More precise & up to 2-5x faster STL output #4643

ochafik · 2023-05-19T22:41:41Z

Fixes #4316 (and the precision part of #2651 )

sphere(10, $fn=1000); now renders 5.3x faster in ASCII STL and 2.5x faster in binary STL (tested on M1 mac).

Notes:

Using wicked-fast double-conversion's ToShortestSingle to format floats (as suggested by @thehans in the thread below), which also guarantees that parsing gives back the exact same float value.
- As a result, ASCII STL output now has the same precision as the binary format (reading it is guaranteed to yield the exact same float coordinates)
- Also means we no longer need to parse strings after formatting, for further speedups
Uses an indexed mesh:
- Added a tesselate_faces overload that outputs the intermediate indexed mesh instead of wasting time building a PolySet.
- For ASCII export, caching the results of each vertex's toString
Both overloads of tesselate_faces are also faster because we now skip the indexed faces stage (made possible by making the Reindexer's points vector grow incrementally / available for lookups w/o overhead)
Skipping expensive superfluous tests in STL output (tesselation gives us guarantee of no duplicate vertices in each poly)
Batch vector outputs in binary STL mode for extra speedups
Preallocation of polygon vectors in the PolySet append_poly / append_vertex flow yields up to 10% render speedups on its own and was merged independently in Avoid excessive reallocations in PolySet #4642 (this PR's branch has now been rebased)

t-paul · 2023-05-20T16:51:08Z

src/io/export_stl.cc

-  return v;
+  auto cstr = vertexString.c_str();
+  return {
+    strtof(cstr, (char**)&cstr), 


Does that work in locales having something else than '.' as decimal separator? The man page says it's using locale settings.

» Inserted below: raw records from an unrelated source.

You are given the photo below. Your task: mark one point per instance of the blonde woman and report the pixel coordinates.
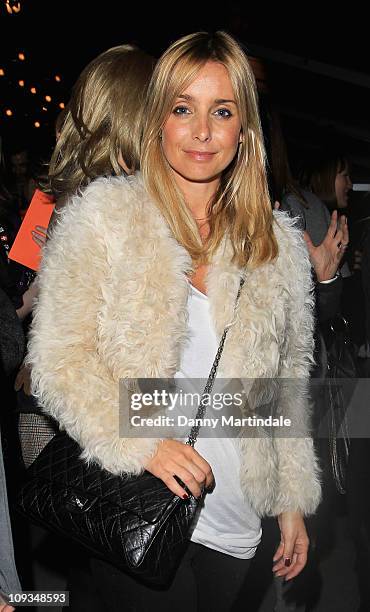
(140, 279)
(99, 133)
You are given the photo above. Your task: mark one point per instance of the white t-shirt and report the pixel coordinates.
(227, 523)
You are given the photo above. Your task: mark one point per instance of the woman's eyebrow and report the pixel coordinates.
(217, 101)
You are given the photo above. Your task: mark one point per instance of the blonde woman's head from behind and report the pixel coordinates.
(102, 127)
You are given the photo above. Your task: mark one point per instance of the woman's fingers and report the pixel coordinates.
(333, 224)
(175, 459)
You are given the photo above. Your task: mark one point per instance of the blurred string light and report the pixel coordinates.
(21, 56)
(13, 7)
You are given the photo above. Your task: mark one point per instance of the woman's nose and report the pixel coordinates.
(201, 129)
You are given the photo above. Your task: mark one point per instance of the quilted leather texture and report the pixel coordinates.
(133, 522)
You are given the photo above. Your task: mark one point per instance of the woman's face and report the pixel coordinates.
(201, 136)
(343, 185)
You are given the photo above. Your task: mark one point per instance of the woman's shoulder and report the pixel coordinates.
(105, 202)
(293, 252)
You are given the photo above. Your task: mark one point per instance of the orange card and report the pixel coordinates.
(24, 249)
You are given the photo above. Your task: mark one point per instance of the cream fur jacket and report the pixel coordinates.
(113, 304)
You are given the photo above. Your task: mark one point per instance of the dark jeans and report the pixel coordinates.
(205, 581)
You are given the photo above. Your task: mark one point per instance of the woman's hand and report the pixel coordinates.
(39, 235)
(28, 297)
(327, 256)
(175, 458)
(291, 555)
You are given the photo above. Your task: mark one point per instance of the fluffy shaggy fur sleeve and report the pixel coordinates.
(70, 377)
(299, 481)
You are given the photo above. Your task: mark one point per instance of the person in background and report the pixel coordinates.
(148, 271)
(97, 134)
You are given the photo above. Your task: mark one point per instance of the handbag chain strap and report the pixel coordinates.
(211, 378)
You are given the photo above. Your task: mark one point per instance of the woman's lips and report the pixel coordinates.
(200, 155)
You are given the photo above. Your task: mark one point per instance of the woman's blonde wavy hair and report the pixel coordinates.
(102, 120)
(241, 207)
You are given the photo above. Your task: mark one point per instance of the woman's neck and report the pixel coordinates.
(198, 197)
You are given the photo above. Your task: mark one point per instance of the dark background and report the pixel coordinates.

Ah! Luckily there's a a setlocale(LC_NUMERIC, "C"); in the parent of all append_stl functions that's meant to force '.' as decimal separator for both ways of parsing in this context (weirdly tho, I tried to force the locale to "fr_FR.UTF-8" there and the output didn't budge - I was expecting commas 🧐)

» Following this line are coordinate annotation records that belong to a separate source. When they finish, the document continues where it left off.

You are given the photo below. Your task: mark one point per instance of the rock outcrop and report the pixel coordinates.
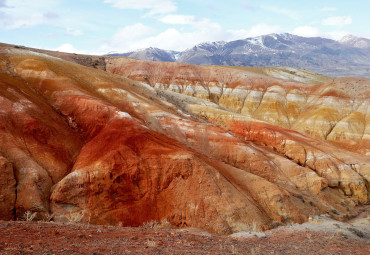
(208, 147)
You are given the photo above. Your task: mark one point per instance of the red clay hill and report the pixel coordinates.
(217, 148)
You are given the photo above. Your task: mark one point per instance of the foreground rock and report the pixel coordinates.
(87, 145)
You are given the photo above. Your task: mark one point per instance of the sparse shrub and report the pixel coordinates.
(150, 243)
(357, 232)
(234, 250)
(48, 217)
(75, 216)
(150, 224)
(29, 216)
(164, 224)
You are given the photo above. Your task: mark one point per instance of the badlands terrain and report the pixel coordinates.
(118, 141)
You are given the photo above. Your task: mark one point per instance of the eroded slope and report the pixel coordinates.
(81, 140)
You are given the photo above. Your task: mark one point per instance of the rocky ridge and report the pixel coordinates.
(81, 141)
(349, 56)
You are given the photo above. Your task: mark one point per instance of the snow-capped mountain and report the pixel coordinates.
(349, 56)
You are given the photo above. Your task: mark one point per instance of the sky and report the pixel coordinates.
(103, 26)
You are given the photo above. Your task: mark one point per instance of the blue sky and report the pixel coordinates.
(102, 26)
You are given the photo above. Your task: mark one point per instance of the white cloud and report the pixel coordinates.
(140, 36)
(328, 9)
(337, 21)
(259, 29)
(155, 6)
(3, 3)
(175, 19)
(306, 31)
(25, 14)
(73, 32)
(66, 47)
(286, 12)
(336, 35)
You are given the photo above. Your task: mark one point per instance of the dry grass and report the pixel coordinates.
(29, 216)
(75, 216)
(150, 243)
(164, 224)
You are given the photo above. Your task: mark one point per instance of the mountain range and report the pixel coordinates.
(350, 56)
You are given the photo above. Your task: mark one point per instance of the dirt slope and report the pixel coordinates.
(78, 142)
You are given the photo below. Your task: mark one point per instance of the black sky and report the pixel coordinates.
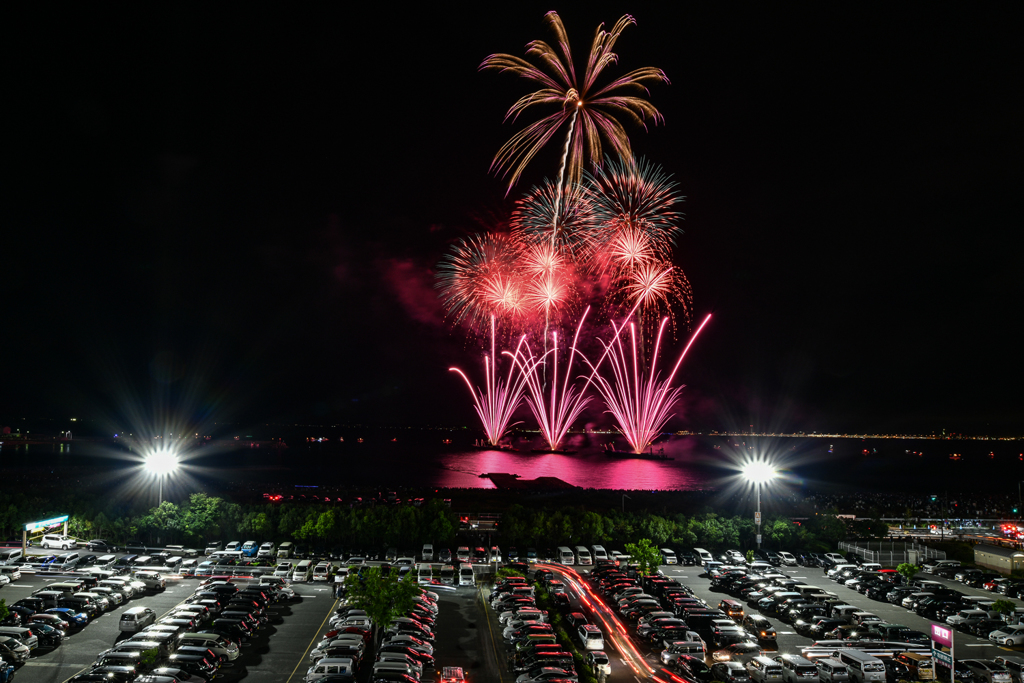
(233, 213)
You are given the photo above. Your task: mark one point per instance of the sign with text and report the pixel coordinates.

Keep in mind that setLocale has been shown to be incredibly slow on windows if you enable localization in preferences. #2744

@thehans oh, does that setlocale currently make ASCII STL export slower on Windows? (sounds like something exciting to follow up on, although this PR shouldn't make things worse in that respect)

I don't know how much it is specifically affecting STL output speed.
IIRC the test case there was particularly slow during CSG generation (sample code had tons of polyhedron data, thousands of vertex coordinates that require double to string conversion).

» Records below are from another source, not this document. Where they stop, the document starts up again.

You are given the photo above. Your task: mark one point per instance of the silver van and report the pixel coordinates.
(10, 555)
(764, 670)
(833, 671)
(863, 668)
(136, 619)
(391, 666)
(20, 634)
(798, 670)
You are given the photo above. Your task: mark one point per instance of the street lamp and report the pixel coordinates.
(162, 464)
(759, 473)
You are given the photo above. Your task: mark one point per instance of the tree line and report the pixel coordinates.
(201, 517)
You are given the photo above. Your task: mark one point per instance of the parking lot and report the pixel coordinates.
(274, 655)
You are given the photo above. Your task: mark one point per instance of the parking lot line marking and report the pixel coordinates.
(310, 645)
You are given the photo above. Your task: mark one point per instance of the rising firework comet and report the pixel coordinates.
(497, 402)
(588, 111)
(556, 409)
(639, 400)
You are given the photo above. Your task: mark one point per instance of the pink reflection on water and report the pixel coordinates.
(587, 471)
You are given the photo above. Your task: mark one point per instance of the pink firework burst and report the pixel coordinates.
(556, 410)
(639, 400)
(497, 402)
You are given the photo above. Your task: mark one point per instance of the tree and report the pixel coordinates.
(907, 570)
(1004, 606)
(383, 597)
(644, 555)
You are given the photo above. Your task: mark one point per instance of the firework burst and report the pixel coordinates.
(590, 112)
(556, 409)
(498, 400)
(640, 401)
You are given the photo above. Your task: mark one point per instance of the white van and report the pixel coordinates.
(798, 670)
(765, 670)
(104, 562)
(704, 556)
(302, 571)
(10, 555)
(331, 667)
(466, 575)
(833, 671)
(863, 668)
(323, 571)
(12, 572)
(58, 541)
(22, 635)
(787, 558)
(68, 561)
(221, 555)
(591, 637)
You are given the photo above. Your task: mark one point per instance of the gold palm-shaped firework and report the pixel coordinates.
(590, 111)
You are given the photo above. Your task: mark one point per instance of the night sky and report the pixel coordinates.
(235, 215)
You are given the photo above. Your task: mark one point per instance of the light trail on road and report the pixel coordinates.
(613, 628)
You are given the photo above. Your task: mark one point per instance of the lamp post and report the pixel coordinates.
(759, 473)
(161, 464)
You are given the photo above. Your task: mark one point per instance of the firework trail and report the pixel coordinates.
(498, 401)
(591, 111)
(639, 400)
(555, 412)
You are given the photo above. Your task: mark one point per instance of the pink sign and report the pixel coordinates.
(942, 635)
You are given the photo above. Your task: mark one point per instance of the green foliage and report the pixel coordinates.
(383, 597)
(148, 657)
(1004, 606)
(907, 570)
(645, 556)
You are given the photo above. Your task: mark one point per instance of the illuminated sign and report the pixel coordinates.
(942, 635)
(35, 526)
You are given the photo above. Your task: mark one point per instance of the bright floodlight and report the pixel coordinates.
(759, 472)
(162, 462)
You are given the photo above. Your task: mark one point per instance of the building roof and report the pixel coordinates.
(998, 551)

That was the impetus for adding double-conversion library, and so any time we print a number through our Value variant class it now goes through that. But I don't think any of the export code was ever touched as part of those changes.

There has been some discussion more recently about switching that out for libfmt aka {fmt} which is supposed to be even faster than double-conversion.
I spent quite some time a few months ago attempting to swap out the libraries but didn't quite get it to a fully working/presentable state. I might revisit it soon if I find the energy.

You might also try casting double to float and calling ToShortestSingle

edit: I'm surprised it wasn't faster than the standard lib functions, since that's kinda the whole point of it. Are you testing on Release build (i.e. with optimizations)?

Re/ doubleconv it’s weird indeed, maybe I’ve misused it (tried same Params as the Value code, then more naive params), or the mac stdlib is faster than average (might try this benchmark if I have a chance), or… the way I naively stripped trailing zeros negated its performance? (Hadn’t seen ToShortestSingle, will try next)

From your gist trimTrailingZeros doesn't appear to actually get called anywhere.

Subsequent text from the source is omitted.